Determining when $I_1$ is principal seems to be rather difficult, and I don't have a full characterization to offer you (nor have I found anything in any of the references I consulted on this). For instance, consider $f_1=z^2+xyz$ and $f_2=yz$. We have $(f_1,f_2)\cap R = (yz,z^2)$ which is nonprincipal, though I imagine there are other examples where the coefficients of the highest powers of $x$ don't have any common factor.

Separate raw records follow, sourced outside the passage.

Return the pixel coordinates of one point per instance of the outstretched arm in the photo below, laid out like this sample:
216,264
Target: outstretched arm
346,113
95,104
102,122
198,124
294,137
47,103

One potential (silly) answer is that if $n=1$, that is, we're working in $k[x,y]$, then $I\cap k[y]$ is principal because $k[y]$ is a PID, and perhaps this is what the text "... $R[x]$, where $R$ is itself a polynomial ring over a field" means. If "polynomial ring over a field" means any ring of the form $k[x_1,\cdots,x_n]$, then I think this question is rather difficult.